Ulama masa kini dituntut tidak hanya memahami kitab kuning, tetapi juga realitas global. Mereka harus mampu menjawab pertanyaan-pertanyaan baru tanpa kehilangan pijakan pada prinsip-prinsip dasar Islam.
Penutup: Meneguhkan Kembali Peran Ulama
Peradaban yang kokoh tidak hanya dibangun dengan teknologi dan ekonomi, tetapi dengan nilai dan ilmu yang benar. Ulama adalah penjaga nilai itu. Mereka adalah cahaya yang menerangi jalan umat di tengah kompleksitas zaman.

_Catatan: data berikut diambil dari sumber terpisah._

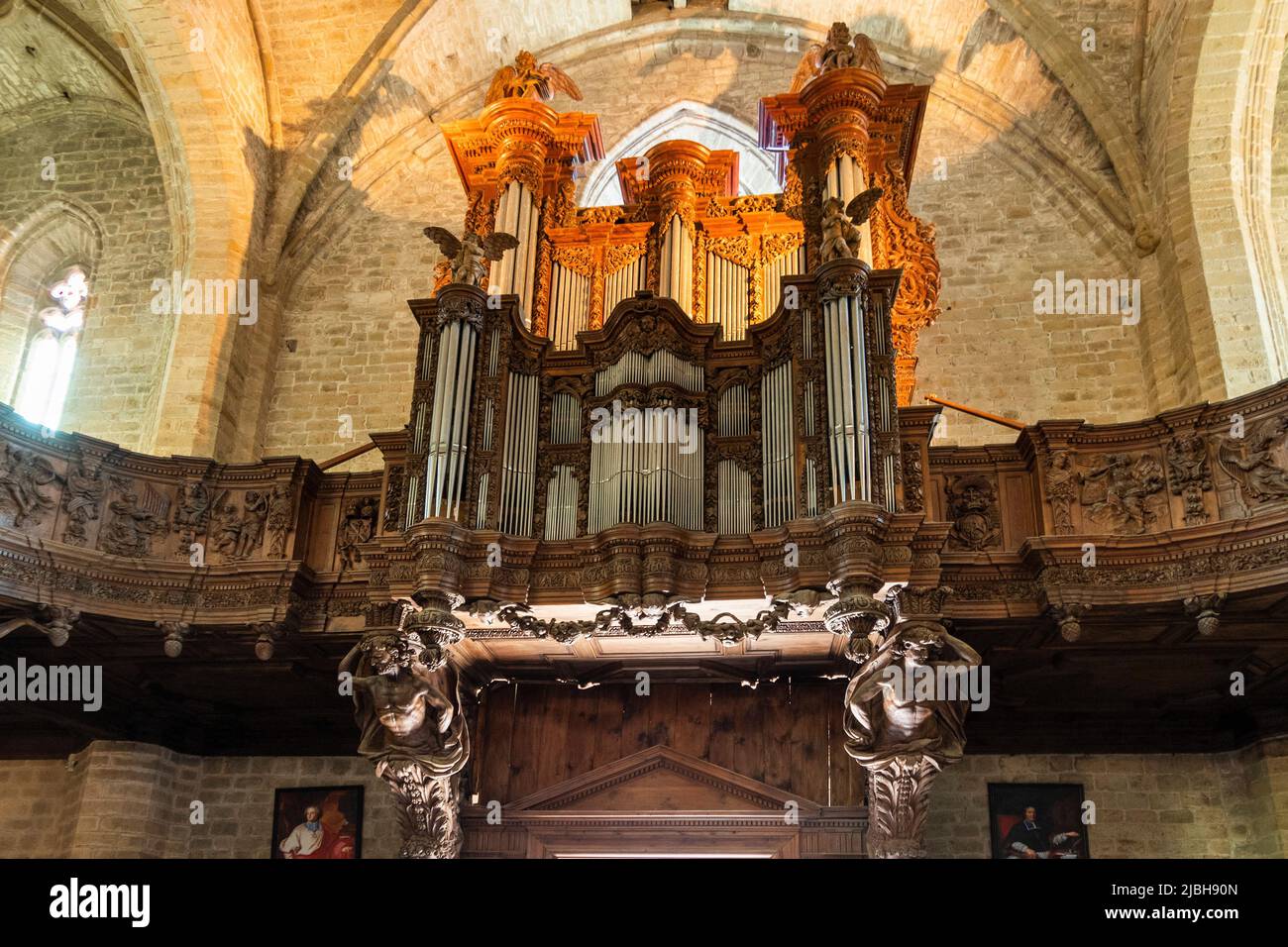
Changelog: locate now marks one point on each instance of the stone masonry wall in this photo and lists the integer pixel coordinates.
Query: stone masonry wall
(134, 800)
(108, 169)
(1147, 805)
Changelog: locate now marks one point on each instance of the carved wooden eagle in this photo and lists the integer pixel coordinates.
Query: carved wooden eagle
(526, 78)
(469, 254)
(837, 52)
(861, 208)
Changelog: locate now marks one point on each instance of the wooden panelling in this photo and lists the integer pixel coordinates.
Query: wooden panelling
(785, 733)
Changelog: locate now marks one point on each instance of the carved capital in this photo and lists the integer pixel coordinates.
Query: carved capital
(174, 633)
(858, 616)
(898, 805)
(1207, 611)
(56, 622)
(1068, 618)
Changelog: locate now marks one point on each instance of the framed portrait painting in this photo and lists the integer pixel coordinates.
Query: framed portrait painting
(1037, 819)
(317, 822)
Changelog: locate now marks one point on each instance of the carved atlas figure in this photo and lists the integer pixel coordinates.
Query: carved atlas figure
(528, 80)
(415, 733)
(471, 254)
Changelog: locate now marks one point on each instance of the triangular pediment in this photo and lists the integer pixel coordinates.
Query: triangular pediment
(661, 780)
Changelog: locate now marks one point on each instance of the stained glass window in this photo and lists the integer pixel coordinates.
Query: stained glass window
(52, 352)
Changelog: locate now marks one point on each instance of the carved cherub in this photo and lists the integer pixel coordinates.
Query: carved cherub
(838, 52)
(471, 254)
(1250, 460)
(527, 80)
(841, 234)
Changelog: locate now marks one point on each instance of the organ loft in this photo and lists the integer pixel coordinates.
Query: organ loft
(671, 554)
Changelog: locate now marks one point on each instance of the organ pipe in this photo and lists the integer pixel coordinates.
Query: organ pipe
(518, 470)
(449, 423)
(515, 270)
(778, 449)
(849, 424)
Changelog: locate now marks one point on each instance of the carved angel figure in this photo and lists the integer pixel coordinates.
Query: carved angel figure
(226, 526)
(400, 701)
(527, 80)
(85, 491)
(1250, 460)
(193, 506)
(130, 528)
(22, 475)
(837, 52)
(471, 254)
(415, 733)
(887, 720)
(279, 521)
(841, 234)
(1119, 488)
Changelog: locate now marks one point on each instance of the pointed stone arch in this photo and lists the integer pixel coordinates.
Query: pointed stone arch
(695, 121)
(60, 235)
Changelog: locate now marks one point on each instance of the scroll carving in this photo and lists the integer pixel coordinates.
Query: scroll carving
(901, 239)
(973, 508)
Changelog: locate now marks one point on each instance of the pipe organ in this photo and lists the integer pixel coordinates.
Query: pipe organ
(688, 359)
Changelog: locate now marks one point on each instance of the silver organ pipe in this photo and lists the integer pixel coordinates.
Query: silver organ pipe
(454, 382)
(848, 399)
(647, 464)
(733, 513)
(728, 286)
(516, 214)
(519, 462)
(778, 447)
(570, 305)
(623, 282)
(734, 486)
(488, 420)
(562, 497)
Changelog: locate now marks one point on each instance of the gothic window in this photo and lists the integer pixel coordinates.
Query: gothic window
(47, 371)
(696, 123)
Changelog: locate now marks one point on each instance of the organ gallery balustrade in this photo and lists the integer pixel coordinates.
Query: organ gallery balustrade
(682, 416)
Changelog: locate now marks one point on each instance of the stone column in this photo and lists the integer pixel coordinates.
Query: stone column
(407, 702)
(902, 723)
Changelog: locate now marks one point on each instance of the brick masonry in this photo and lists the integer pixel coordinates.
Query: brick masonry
(134, 800)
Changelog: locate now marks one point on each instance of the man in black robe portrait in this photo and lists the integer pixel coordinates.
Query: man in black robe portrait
(1028, 839)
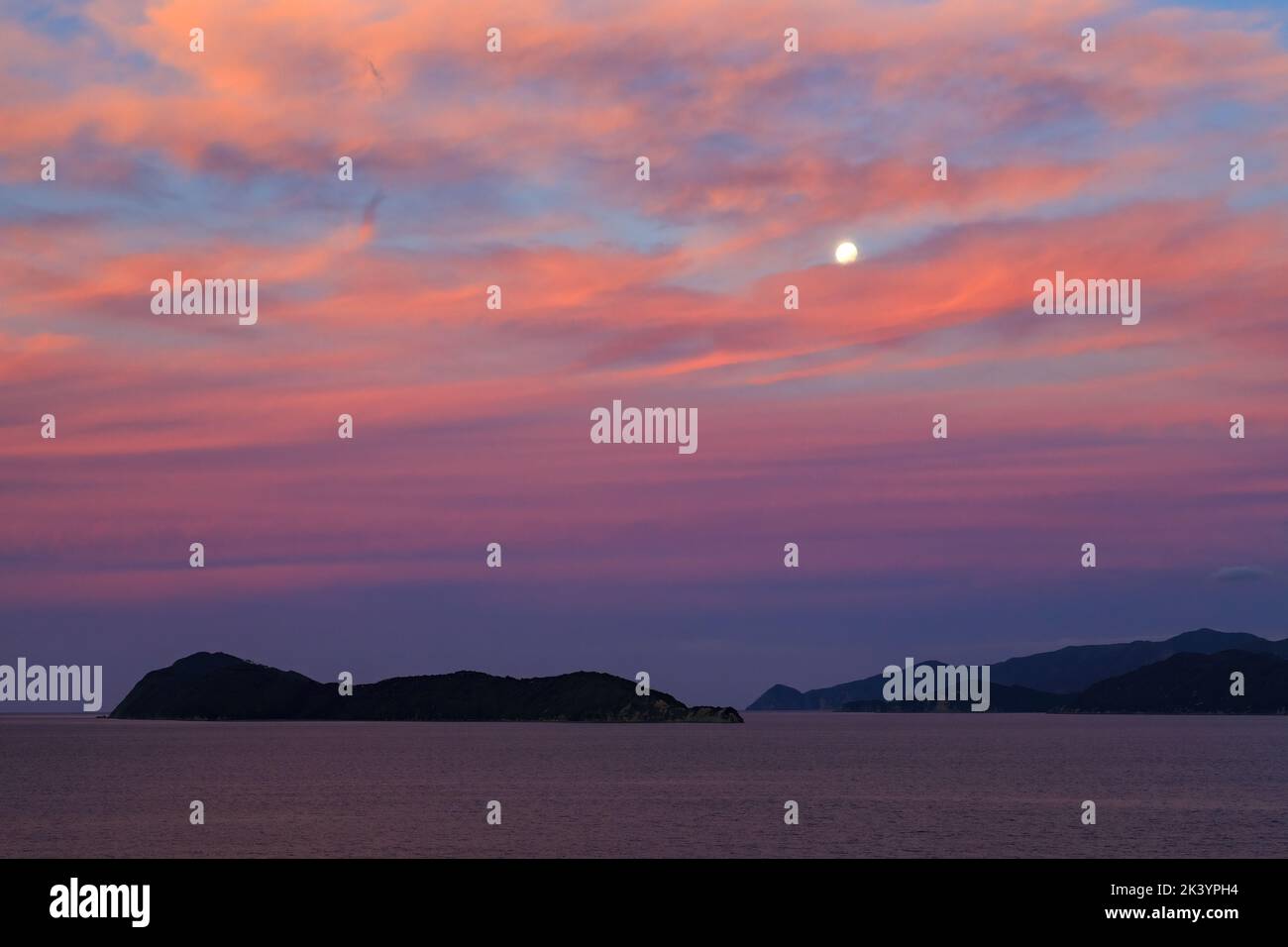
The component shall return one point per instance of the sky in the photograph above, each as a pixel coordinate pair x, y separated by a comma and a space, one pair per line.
472, 425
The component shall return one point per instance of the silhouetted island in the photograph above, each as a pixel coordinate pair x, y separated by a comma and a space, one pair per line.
1185, 674
222, 686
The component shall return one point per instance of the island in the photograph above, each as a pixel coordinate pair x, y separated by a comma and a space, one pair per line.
214, 685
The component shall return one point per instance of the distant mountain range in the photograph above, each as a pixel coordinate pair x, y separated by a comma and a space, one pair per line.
222, 686
1134, 677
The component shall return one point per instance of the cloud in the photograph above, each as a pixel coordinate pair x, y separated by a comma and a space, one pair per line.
1240, 574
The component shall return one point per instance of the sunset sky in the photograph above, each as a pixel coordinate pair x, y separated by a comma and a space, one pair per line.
472, 425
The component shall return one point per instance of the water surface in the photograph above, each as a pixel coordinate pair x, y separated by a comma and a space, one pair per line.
868, 785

Menguatkan peran ulama bukan berarti menutup ruang kritik, tetapi memastikan bahwa kritik dibangun di atas adab dan ilmu. Umat membutuhkan ulama yang tidak hanya cerdas, tetapi juga bijaksana; tidak hanya berani, tetapi juga santun.
Pada akhirnya, masa depan peradaban Islam sangat bergantung pada sejauh mana kita menghargai dan menghidupkan peran ulama. Sebab, ketika ulama dimuliakan dan didengar, ilmu akan hidup. Dan ketika ilmu hidup, peradaban pun akan bangkit dengan cahaya yang menerangi, bukan sekadar gemerlap yang menipu.